Various business structures expose participants to varying levels of risk. Operating any business will exposes you to many risks, such as trading failure or exposure to claims that are not fully insured. A good business structure will limit exposure to personal liability arising from business activities. The way you structure other business involvement and your personal affairs may also minimise your exposure if things go wrong.

Limited liability

The use of a company to operate the business is a simple way to minimise your personal exposure. Shareholders of a company are not exposed to claims against the company as a result of their shareholding. There are also benefits for that company to act as a trustee of a trust structure as mentioned below.

Personal asset protection

Directors are personally responsible for many actions of a company. Couples may choose to protect their assets by having one of them take the risk of being a director. Personal assets and investments can be held by the non-director.

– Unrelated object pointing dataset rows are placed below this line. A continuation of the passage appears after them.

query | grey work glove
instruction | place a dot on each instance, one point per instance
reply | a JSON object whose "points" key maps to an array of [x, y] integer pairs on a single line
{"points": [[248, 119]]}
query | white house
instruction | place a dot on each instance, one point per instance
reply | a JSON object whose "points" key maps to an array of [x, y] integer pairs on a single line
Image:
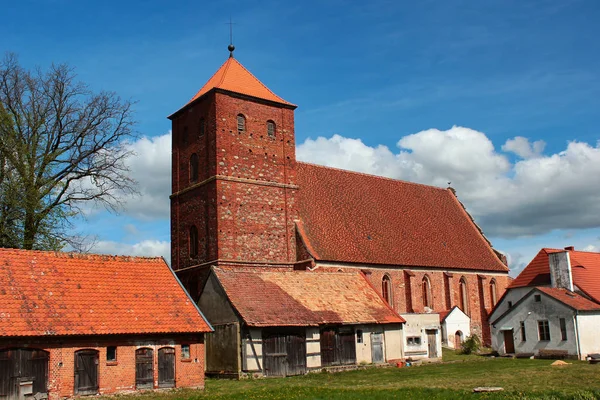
{"points": [[552, 308]]}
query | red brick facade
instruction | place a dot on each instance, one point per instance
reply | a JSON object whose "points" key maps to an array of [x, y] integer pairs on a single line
{"points": [[114, 376]]}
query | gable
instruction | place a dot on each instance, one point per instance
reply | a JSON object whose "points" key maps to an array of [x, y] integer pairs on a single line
{"points": [[357, 218], [49, 293]]}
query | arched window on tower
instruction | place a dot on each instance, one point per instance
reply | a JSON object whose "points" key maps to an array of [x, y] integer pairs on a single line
{"points": [[386, 289], [194, 168], [193, 241], [427, 295], [463, 295], [241, 123], [201, 127], [493, 293], [271, 128]]}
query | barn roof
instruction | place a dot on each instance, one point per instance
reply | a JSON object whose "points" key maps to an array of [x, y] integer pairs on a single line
{"points": [[358, 218], [301, 298], [46, 293], [585, 267]]}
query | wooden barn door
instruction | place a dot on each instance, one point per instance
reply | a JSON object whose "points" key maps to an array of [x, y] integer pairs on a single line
{"points": [[144, 368], [166, 367], [86, 372], [284, 353], [23, 372]]}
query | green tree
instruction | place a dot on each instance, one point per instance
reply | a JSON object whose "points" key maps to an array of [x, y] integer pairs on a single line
{"points": [[62, 149]]}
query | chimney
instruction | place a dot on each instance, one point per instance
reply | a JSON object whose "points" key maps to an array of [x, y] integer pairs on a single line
{"points": [[560, 270]]}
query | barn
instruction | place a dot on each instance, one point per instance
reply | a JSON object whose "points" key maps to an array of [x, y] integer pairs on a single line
{"points": [[281, 323], [74, 324]]}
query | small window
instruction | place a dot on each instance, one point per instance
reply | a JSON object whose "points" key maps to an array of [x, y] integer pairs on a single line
{"points": [[544, 330], [563, 328], [201, 127], [413, 340], [271, 128], [241, 123], [111, 353], [193, 241], [185, 351], [194, 168]]}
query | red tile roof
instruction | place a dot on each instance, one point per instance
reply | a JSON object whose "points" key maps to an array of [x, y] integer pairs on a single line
{"points": [[571, 299], [48, 293], [234, 77], [299, 298], [585, 267], [358, 218]]}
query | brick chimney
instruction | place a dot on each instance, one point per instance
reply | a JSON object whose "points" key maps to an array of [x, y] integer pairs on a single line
{"points": [[560, 270]]}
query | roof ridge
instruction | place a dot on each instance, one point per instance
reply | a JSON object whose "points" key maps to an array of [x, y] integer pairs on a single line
{"points": [[372, 175]]}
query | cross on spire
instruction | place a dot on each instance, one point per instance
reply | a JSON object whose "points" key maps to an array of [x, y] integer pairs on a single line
{"points": [[231, 47]]}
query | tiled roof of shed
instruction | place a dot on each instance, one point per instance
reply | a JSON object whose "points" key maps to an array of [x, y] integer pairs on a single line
{"points": [[585, 267], [358, 218], [234, 77], [48, 293], [300, 298]]}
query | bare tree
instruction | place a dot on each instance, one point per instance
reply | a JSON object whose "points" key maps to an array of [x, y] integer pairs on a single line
{"points": [[62, 149]]}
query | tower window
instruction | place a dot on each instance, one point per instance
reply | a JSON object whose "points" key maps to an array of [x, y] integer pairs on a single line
{"points": [[193, 241], [194, 168], [271, 128], [386, 289], [241, 123], [201, 127]]}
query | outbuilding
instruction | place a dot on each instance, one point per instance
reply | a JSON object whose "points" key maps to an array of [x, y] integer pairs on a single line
{"points": [[81, 324]]}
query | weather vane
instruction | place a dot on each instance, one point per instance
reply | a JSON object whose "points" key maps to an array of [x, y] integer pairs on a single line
{"points": [[231, 47]]}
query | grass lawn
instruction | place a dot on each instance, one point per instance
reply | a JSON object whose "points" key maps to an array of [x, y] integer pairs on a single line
{"points": [[521, 379]]}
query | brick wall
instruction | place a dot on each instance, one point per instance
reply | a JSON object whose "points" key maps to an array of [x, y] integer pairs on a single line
{"points": [[407, 289], [117, 376], [243, 203]]}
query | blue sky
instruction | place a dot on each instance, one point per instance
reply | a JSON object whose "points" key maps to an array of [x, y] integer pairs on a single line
{"points": [[376, 74]]}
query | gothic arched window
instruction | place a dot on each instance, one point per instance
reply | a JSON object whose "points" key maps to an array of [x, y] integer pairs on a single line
{"points": [[241, 123], [463, 295], [271, 128], [193, 241], [493, 295], [386, 289], [194, 168], [427, 296]]}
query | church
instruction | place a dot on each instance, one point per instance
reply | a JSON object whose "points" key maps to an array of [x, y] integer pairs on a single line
{"points": [[279, 251]]}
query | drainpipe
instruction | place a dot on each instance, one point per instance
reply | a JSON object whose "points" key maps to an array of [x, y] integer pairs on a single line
{"points": [[577, 335]]}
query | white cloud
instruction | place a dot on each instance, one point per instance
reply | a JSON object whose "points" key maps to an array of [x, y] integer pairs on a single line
{"points": [[533, 195], [521, 147], [145, 248]]}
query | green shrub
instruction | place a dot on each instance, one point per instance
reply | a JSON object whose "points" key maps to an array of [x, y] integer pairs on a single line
{"points": [[472, 344]]}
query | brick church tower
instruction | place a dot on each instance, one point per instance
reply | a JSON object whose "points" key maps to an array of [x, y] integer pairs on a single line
{"points": [[233, 177]]}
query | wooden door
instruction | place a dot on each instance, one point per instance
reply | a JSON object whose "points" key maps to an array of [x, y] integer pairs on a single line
{"points": [[86, 372], [144, 368], [432, 343], [509, 342], [328, 347], [166, 367], [18, 366], [377, 347]]}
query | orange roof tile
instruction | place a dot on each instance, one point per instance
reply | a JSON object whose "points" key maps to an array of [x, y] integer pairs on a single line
{"points": [[234, 77], [47, 293], [358, 218], [585, 267], [300, 298]]}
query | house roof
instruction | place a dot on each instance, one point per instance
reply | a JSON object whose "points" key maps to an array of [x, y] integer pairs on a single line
{"points": [[50, 293], [234, 77], [301, 298], [585, 268], [358, 218]]}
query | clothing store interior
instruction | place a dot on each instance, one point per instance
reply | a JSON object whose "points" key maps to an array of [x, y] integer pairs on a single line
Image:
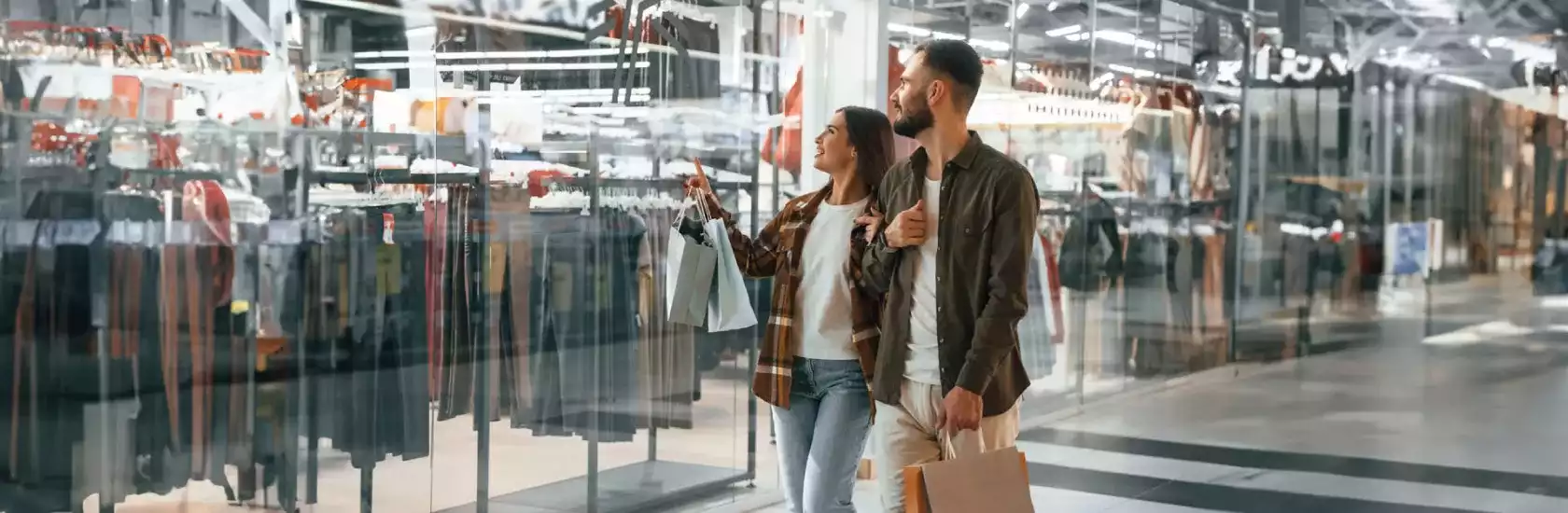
{"points": [[414, 256]]}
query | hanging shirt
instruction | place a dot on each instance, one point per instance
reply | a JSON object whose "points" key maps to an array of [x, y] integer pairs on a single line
{"points": [[924, 365], [827, 330]]}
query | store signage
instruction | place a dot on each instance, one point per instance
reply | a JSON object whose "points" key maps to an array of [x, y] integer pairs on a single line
{"points": [[1280, 66]]}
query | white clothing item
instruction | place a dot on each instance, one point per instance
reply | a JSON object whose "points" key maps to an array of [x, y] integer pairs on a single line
{"points": [[924, 365], [825, 326]]}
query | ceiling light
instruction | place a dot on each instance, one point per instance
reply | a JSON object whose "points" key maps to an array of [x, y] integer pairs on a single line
{"points": [[1065, 30]]}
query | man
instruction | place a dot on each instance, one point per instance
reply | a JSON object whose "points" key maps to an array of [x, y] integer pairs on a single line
{"points": [[952, 262]]}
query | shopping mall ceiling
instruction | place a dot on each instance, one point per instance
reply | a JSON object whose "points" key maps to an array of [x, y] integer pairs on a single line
{"points": [[1476, 39]]}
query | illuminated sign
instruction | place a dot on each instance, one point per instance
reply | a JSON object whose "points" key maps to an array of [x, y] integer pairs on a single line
{"points": [[1280, 66]]}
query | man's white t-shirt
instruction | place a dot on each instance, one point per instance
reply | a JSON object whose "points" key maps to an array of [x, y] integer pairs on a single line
{"points": [[825, 326], [924, 365]]}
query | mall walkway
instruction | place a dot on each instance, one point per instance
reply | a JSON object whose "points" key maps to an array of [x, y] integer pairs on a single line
{"points": [[1402, 423]]}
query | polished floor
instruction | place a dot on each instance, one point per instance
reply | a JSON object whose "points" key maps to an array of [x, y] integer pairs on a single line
{"points": [[1459, 411]]}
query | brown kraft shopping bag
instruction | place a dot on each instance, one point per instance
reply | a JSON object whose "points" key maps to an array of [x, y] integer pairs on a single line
{"points": [[993, 482]]}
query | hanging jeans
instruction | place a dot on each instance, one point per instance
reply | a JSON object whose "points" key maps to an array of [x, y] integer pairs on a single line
{"points": [[822, 435]]}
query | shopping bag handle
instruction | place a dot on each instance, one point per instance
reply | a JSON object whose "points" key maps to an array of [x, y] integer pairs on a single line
{"points": [[698, 198], [949, 452]]}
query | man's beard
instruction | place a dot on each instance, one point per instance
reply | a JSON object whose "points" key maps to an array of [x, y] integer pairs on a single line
{"points": [[913, 121]]}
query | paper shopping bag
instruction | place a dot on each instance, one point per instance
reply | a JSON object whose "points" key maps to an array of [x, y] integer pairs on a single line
{"points": [[730, 306], [689, 278], [993, 482]]}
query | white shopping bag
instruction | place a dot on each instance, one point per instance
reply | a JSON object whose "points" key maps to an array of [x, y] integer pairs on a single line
{"points": [[730, 306], [689, 278]]}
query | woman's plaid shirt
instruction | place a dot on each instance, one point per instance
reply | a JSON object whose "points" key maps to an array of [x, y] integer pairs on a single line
{"points": [[777, 253]]}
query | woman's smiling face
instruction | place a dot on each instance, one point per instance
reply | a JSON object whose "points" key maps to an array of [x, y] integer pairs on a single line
{"points": [[834, 152]]}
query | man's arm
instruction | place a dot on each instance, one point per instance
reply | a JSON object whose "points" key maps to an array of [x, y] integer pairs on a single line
{"points": [[876, 257], [1012, 245]]}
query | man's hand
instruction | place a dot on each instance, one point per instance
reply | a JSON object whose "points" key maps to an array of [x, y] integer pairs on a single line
{"points": [[908, 228], [872, 223], [961, 411]]}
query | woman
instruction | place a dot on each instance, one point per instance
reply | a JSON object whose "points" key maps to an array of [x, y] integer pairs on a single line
{"points": [[822, 336]]}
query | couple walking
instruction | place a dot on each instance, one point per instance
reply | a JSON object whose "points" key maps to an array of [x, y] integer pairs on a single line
{"points": [[897, 291]]}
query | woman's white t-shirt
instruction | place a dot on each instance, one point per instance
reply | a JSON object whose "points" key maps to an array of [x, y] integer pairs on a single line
{"points": [[827, 331]]}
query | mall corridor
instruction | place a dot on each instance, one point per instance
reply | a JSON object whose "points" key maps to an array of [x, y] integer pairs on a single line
{"points": [[1460, 413]]}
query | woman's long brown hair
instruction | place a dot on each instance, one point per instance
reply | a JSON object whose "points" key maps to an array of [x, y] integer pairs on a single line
{"points": [[871, 135]]}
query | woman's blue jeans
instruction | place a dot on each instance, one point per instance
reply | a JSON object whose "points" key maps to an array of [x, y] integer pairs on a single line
{"points": [[822, 435]]}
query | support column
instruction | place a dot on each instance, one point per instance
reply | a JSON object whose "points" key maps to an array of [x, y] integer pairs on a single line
{"points": [[846, 63]]}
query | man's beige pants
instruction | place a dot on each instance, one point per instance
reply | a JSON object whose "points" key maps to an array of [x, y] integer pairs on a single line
{"points": [[906, 435]]}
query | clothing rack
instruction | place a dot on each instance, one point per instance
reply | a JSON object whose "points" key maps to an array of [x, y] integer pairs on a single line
{"points": [[638, 487], [99, 177]]}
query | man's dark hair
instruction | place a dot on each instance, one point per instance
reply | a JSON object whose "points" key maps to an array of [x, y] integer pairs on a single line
{"points": [[959, 62]]}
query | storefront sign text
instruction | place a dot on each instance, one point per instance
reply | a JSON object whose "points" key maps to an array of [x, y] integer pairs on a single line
{"points": [[1280, 66]]}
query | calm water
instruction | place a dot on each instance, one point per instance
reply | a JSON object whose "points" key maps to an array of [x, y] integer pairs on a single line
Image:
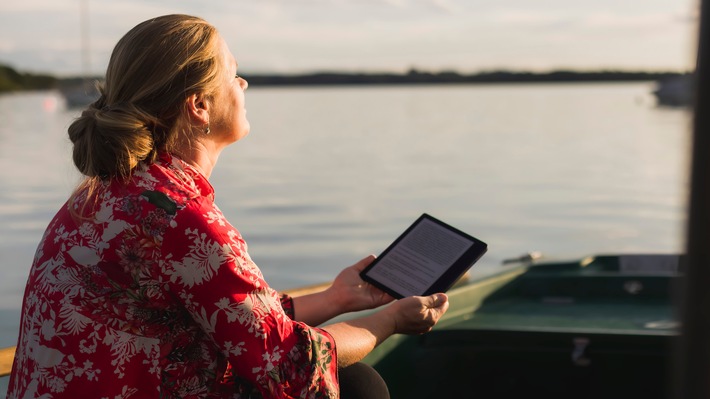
{"points": [[329, 175]]}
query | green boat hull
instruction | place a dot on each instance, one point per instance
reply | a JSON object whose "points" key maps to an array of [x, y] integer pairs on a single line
{"points": [[600, 327]]}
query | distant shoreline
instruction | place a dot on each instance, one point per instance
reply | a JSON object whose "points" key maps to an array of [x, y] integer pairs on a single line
{"points": [[11, 80]]}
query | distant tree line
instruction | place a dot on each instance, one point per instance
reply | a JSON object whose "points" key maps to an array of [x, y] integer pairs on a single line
{"points": [[448, 77], [12, 80]]}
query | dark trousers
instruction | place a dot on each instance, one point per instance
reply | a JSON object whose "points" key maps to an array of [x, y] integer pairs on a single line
{"points": [[360, 381]]}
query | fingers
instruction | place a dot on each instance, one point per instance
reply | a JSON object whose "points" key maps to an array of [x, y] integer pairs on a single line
{"points": [[437, 300]]}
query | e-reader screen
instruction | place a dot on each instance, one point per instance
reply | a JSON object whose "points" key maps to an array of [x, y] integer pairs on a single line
{"points": [[428, 257]]}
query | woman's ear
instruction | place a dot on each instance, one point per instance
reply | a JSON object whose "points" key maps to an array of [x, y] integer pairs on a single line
{"points": [[198, 109]]}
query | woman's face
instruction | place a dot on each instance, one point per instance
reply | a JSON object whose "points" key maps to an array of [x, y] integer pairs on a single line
{"points": [[228, 119]]}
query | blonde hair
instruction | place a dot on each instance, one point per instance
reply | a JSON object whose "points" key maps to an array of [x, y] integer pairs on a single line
{"points": [[153, 69]]}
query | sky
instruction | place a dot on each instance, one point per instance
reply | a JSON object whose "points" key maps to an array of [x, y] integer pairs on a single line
{"points": [[302, 36]]}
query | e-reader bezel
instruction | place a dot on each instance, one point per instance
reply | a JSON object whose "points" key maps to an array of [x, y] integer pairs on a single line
{"points": [[446, 280]]}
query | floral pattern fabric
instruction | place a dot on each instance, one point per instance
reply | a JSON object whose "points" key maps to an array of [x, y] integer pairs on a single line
{"points": [[144, 290]]}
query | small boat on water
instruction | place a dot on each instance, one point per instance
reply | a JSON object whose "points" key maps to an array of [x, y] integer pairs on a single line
{"points": [[597, 327], [79, 93]]}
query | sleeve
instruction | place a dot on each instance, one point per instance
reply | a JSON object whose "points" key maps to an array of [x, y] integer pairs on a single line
{"points": [[287, 305], [207, 265]]}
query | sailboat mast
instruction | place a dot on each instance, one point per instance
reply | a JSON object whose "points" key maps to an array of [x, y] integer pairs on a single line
{"points": [[84, 26]]}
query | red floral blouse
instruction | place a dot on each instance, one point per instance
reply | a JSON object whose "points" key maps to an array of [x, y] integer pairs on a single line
{"points": [[152, 294]]}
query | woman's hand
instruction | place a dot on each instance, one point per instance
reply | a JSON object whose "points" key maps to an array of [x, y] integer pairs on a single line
{"points": [[417, 314], [413, 315], [352, 294]]}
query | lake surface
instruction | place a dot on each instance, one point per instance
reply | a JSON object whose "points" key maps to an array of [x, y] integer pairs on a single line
{"points": [[331, 174]]}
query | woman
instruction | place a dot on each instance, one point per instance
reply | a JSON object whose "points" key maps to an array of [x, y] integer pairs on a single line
{"points": [[141, 288]]}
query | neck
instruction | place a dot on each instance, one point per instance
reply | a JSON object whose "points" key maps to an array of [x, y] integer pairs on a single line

You can significantly limit personal liability from business activities by adopting an appropriate asset holding structure.

Trust structures and distribution flexibility

The use of a trust structure to hold your business or investments, will provide flexibility in distributing profits and capital gains. This will allow the separation of risk generating business activities from passive investment assets. Negatively geared investments can be funded from trust distributions to provide asset protection and tax advantages.


Bank’s requirements for approving finance may be affected by your business structure. Potential bank requirements should be considered. For example, banks will often require all:

  • shareholders in a company;
  • principal beneficiaries of a discretionary trust; or
  • unit holders in a unit trust,

to provide personal guarantees. This may adversely affect asset protection strategies.


Partnership, Shareholders & Buy-sell Agreements

The best time to agree on the ground rules for operating a business, and what happens if there is a falling out, is at the beginning when everyone is getting on well.  A good partnership or shareholders agreement will reduce the chances of dispute and provide an appropriate mechanism to resolve disputes when they arise, without destroying the business.

Many business owners would not be able to afford to buy out other owners, should they die or no longer be able to work in the business.  Using insurance to fund the payout of a deceased or incapacitated owner, can ensure they or their family receive a fair price.

Research has proven that businesses that plan for the future outperform those that don’t. Where owners of the business agree on how the business should develop and grow, they are less likely to find themselves in dispute.

For example, some of the issues likely to be covered by a good shareholders agreement are listed below.  Partnership agreements also deal with similar issues.

  1. Identify who the shareholders are and confirm their respective interests.  Where funds provided by shareholders to set up the business, make clear the terms on which those funds were introduced and must be repaid.
  2. Outline the management structure, shareholder representation, voting rights and requirements for board meetings and reporting.
  3. Certain types of decisions should require unanimous approval to change the status quo. Restrictions will often be imposed to ensure shareholders and directors do not engage in inappropriate conduct.
  4. Shareholders may agree that the company should be restricted from dealing with shareholders and family members, except on an “arms-length” and commercial basis. The basis for remuneration of shareholders who work in the business, should be agreed on.
  5. “Divorce” provisions should be agreed on, that will apply where shareholders fall out. Buy-sell arrangements can be agreed to should a shareholder wish to retire from the business, or they die or are no longer be able to work in the business.  Insurance funding can be incorporated into buy-sell arrangements, so that continuing shareholders don’t need to find funds to pay out a shareholder who dies.  Buy-sell provisions should provide certainty about how to calculate what should be paid on exit.
  6. Dispute resolution procedures should be included to force shareholders to talk and try to resolve their differences, before resorting to litigation.
  7. Restraints of trade may prevent shareholders from leaving and getting paid out, and then setting up in opposition. Intellectual property rights and confidential information of the company and shareholders should be protected.
  8. The shareholders agreement can also provide a succession strategy, so that retiring shareholders have a ready buyer and are paid fair value for their shares, whilst bringing on “new blood” to run the business.

Disputes between shareholders and partners often destroy otherwise successful businesses. Usually, without a good shareholders or partnership agreement, the person in the strongest position wins. The business suffers whatever the result, as the owners of the business take their eyes off their game. If by chance fate does not deal you with the cards that put you in the strongest position, the money you saved by not sorting out an appropriate agreement at the start, will be dwarfed by your losses if a nasty dispute arises with the other owners of the business.